Procédure contentieuse antérieure :

Mme F... L... épouse A... a demandé au tribunal administratif de Bordeaux d'annuler les décisions du 24 mars 2016 et du 13 février 2017 par lesquelles la directrice de l'établissement d'hébergement pour personnes âgées dépendantes (EHPAD) Manon Cormier lui a retiré des fonctions de cadre de santé pour l'affecter sur des fonctions d'infirmière en soins généraux, puis au terme de son congé de maladie l'a autorisée à exercer des fonctions d'infirmière en services généraux à temps partiel pour raison thérapeutique, ainsi que la décision implicite rejetant son recours gracieux.

Par un jugement n° 1703401 du 28 mars 2019, le tribunal administratif de Bordeaux a rejeté sa demande.

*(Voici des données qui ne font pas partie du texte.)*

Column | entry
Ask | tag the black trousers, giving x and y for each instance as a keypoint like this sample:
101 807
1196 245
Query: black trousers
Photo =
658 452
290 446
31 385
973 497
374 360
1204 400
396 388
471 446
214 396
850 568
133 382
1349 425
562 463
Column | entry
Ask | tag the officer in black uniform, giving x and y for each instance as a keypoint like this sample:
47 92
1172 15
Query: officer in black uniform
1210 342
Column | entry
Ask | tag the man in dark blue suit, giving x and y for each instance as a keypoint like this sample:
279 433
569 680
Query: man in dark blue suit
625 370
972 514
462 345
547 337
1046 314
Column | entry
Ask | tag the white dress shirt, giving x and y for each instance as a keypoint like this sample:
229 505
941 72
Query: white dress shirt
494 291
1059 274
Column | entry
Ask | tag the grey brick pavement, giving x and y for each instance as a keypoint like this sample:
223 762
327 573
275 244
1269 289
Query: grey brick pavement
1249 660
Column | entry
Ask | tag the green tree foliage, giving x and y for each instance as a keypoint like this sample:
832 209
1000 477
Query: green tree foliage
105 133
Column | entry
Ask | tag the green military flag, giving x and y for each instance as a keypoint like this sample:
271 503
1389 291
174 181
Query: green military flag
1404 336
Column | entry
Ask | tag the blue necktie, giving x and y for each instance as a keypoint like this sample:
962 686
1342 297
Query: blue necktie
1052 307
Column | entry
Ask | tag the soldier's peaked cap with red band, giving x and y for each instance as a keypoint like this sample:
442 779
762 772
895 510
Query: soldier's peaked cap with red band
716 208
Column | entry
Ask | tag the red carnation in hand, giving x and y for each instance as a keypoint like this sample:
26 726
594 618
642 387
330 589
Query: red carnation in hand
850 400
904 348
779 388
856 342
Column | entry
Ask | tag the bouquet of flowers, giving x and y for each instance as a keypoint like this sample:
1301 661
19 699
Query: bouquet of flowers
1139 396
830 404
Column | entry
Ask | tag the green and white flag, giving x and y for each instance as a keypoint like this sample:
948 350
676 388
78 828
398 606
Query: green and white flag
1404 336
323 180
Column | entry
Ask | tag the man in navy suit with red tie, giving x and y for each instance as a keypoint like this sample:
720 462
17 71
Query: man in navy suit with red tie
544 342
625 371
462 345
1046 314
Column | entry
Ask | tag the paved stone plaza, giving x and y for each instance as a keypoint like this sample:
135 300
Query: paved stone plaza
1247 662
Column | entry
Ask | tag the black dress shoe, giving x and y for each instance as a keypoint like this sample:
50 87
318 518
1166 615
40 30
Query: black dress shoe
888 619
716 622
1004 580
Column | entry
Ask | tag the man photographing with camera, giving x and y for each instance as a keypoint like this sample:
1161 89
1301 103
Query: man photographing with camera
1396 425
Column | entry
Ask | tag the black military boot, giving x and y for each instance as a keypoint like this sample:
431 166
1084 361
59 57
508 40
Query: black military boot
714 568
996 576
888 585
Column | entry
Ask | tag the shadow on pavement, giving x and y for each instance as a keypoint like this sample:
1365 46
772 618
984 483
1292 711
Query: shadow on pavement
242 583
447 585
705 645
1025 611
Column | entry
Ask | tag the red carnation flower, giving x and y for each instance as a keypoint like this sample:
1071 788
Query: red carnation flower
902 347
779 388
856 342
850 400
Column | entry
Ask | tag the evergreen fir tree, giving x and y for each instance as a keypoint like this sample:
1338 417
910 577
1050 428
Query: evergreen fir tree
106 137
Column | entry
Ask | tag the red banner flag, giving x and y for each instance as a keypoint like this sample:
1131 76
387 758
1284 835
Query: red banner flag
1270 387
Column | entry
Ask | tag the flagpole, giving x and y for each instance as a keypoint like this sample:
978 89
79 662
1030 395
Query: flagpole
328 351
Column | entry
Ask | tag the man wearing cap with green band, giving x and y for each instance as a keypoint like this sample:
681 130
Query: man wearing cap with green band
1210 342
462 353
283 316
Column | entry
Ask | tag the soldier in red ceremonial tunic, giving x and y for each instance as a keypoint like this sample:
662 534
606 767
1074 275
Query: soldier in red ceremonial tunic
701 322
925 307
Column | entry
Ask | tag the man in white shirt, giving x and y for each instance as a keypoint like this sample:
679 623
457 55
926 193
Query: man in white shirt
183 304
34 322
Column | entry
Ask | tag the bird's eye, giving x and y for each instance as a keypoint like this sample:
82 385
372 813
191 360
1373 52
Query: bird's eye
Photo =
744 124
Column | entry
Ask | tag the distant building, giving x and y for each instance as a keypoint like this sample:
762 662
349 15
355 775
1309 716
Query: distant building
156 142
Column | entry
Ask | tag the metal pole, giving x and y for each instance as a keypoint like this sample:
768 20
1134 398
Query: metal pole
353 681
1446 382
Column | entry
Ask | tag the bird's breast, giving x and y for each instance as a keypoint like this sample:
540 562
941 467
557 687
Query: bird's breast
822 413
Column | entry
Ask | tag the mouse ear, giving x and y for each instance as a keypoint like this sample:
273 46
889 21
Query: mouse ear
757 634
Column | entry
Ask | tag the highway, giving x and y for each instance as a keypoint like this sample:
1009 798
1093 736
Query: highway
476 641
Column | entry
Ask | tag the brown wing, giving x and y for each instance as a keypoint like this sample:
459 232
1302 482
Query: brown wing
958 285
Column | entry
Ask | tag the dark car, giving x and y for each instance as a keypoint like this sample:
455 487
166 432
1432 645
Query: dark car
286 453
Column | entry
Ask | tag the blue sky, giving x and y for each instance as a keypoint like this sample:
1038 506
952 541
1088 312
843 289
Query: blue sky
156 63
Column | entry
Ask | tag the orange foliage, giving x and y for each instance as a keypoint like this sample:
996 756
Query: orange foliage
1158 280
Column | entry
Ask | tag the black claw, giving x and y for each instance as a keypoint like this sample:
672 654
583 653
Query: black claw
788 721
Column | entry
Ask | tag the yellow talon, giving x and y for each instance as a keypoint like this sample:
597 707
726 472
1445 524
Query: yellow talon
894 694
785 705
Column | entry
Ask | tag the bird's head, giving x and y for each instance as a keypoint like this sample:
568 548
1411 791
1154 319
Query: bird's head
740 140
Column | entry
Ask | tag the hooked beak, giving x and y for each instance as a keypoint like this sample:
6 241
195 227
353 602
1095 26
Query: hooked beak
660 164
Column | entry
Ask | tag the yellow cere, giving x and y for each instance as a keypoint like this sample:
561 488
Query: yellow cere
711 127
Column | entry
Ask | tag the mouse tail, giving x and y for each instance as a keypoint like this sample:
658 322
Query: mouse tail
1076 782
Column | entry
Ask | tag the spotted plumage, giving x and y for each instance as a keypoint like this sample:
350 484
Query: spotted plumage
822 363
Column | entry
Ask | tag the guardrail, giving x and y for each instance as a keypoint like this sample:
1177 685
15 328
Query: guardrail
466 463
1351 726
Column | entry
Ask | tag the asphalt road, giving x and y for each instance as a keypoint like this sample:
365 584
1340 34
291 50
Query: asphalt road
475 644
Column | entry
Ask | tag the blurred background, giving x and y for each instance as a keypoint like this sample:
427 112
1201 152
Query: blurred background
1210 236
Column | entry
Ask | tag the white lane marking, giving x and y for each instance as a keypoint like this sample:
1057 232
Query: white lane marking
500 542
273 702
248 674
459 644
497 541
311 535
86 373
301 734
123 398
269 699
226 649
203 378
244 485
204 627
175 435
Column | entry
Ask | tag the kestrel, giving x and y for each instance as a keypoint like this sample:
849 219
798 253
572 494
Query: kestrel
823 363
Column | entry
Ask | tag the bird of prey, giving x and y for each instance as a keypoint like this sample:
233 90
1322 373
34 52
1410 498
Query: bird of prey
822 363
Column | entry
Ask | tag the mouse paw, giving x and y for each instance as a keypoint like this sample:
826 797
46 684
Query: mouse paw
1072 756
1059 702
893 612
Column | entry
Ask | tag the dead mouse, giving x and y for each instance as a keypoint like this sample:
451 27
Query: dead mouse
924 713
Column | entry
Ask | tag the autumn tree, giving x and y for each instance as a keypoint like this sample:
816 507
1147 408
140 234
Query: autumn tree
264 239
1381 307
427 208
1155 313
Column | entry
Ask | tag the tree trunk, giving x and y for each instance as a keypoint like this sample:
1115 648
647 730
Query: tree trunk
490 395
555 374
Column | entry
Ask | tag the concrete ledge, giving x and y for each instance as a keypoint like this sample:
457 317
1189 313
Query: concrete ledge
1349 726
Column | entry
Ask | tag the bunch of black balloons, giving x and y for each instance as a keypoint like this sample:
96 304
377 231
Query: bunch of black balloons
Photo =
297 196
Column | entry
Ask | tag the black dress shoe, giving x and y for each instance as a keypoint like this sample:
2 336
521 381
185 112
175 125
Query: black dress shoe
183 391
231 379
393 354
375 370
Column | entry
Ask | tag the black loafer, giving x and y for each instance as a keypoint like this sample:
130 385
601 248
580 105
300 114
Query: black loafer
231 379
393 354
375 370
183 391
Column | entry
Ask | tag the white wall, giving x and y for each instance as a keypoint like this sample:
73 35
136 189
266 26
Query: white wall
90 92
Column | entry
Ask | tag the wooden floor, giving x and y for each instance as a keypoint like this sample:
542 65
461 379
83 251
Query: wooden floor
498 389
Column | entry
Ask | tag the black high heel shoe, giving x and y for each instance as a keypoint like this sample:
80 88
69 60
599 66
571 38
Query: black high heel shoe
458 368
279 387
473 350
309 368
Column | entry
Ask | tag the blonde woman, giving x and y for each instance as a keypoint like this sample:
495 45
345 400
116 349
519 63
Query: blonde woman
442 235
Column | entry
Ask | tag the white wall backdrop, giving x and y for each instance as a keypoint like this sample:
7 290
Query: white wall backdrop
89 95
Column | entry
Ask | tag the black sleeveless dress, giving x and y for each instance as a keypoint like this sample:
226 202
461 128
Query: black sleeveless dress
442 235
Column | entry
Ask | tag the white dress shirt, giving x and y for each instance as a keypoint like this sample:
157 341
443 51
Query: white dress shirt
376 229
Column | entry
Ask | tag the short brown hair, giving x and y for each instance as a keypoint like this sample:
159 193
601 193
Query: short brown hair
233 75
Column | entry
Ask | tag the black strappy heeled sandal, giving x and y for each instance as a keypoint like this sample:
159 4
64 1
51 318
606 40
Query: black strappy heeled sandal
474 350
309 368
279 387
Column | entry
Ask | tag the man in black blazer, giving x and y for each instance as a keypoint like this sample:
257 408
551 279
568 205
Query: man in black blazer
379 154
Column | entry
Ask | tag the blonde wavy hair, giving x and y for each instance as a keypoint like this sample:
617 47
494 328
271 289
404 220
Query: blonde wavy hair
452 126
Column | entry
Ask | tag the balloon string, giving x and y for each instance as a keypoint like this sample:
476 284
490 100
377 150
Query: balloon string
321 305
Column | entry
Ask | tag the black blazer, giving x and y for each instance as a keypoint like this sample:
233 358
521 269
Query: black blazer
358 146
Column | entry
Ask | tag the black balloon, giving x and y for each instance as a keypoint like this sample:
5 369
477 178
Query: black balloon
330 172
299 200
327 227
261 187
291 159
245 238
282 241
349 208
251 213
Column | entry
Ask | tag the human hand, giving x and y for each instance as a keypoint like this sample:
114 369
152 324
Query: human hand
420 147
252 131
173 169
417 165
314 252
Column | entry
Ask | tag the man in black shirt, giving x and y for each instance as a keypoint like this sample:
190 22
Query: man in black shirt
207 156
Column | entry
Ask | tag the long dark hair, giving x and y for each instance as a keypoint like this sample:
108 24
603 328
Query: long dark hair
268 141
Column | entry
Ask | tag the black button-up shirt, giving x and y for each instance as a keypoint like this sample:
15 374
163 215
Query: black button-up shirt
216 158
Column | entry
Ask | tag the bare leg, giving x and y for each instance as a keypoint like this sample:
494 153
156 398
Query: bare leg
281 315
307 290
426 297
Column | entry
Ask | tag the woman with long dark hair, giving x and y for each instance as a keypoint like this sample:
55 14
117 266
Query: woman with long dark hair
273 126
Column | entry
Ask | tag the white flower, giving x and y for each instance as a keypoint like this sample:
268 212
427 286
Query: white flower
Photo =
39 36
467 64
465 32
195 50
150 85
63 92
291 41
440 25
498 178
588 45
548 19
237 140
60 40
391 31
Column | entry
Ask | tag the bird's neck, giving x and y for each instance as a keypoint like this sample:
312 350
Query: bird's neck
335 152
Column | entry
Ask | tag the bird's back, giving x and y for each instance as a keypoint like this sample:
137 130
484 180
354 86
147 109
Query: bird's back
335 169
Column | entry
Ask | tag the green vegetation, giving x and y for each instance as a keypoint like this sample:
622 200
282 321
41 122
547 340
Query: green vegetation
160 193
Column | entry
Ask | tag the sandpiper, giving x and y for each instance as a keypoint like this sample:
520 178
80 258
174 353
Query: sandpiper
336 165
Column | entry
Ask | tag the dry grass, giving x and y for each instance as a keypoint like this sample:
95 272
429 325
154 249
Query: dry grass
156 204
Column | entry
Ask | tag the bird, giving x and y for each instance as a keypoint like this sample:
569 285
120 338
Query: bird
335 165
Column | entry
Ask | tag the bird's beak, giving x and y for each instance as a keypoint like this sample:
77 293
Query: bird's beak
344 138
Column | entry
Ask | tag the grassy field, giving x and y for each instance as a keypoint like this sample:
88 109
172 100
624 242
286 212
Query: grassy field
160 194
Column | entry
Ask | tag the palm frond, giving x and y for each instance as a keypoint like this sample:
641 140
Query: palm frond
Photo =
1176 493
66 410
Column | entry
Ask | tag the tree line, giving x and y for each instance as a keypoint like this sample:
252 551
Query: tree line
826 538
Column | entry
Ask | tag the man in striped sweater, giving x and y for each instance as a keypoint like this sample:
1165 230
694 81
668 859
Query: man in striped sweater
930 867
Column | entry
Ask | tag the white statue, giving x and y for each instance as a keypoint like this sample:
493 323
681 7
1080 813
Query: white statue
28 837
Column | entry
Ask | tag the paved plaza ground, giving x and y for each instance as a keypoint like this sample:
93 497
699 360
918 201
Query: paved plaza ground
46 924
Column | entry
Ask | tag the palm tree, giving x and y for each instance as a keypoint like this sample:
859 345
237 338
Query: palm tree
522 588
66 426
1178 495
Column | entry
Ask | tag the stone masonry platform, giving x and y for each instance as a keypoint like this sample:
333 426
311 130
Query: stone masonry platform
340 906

Procédure devant la cour :

Par une requête et un mémoire, enregistrés le 31 mai 2019 et le 7 décembre 2020, Mme A..., représentée par Me J..., demande à la cour :

1°) d'annuler ce jugement du tribunal administratif de Bordeaux du 28 mars 2019 ;

2°) d'annuler les décisions de la directrice de l'EHPAD Manon Cormier du 24 mars 2016 et du 13 février 2017, ainsi que la décision implicite de rejet de son recours gracieux ;

3°) d'enjoindre à la directrice de l'EHPAD Manon Cormier de la réaffecter dans ses précédentes fonctions, dans un délai d'un mois à compter de la notification de l'arrêt à intervenir, sous astreinte de 50 euros par jour de retard ;

4°) de mettre à la charge de l'EHPAD Manon Cormier une somme de 1 500 euros au titre de l'article L. 761-1 du code de justice administrative, ainsi que " les entiers dépens ".

Elle soutient que :

- la décision du 13 février 2017 par laquelle la directrice de l'EHPAD Manon Cormier l'a autorisée à exercer ses fonctions à temps partiel pour raison thérapeutique a été édictée au terme d'une procédure irrégulière car la fiche d'aptitude établie par le médecin du travail qui porte la mention " annule et remplace " ne précise pas la décision à laquelle elle se substitue ; en outre, la seconde fiche d'aptitude est irrégulière puisqu'elle se prononce sur sa capacité à exercer des fonctions d'infirmière alors qu'elle était auparavant cadre de santé depuis son recrutement en 2014 comme faisant fonction de cadre dans l'attente de l'organisation d'un concours sur titres ; l'entretien avec le médecin du travail a porté sur son aptitude aux fonctions de cadre de santé ; cet avis est entaché d'une erreur d'appréciation quant à sa capacité à exercer en tant qu'infirmière, alors qu'elle est éloignée de la pratique des soins depuis 12 ans ; c'est à tort que les premiers juges ont retenu que la décision était implicitement mais nécessairement fondée sur la seconde fiche d'aptitude ; la circonstance que deux fiches d'aptitude aient été émises le même jour entache la procédure d'irrégularité ;

- à supposer qu'elle devait reprendre des fonctions d'infirmière en soins généraux, elle aurait dû en être préalablement informée afin d'être en mesure de formuler des observations ;

- cette décision est également entachée d'un vice de forme dès lors qu'elle vise une fiche d'aptitude sans préciser laquelle ;

- elle est dépourvue de base légale en raison de l'illégalité de la décision du 24 mars 2016 de changement d'affectation, prise pendant son congé de maladie et non justifiée par l'intérêt du service, qui doit également être annulée, ce qui implique qu'elle soit affectée sur un poste de cadre de santé ;

- les décisions du 24 mars 2016 et du 13 février 2017, qui entraînent déclassement et perte de rémunération, constituent des sanctions disciplinaires déguisées après les difficultés liées à son congé de maladie.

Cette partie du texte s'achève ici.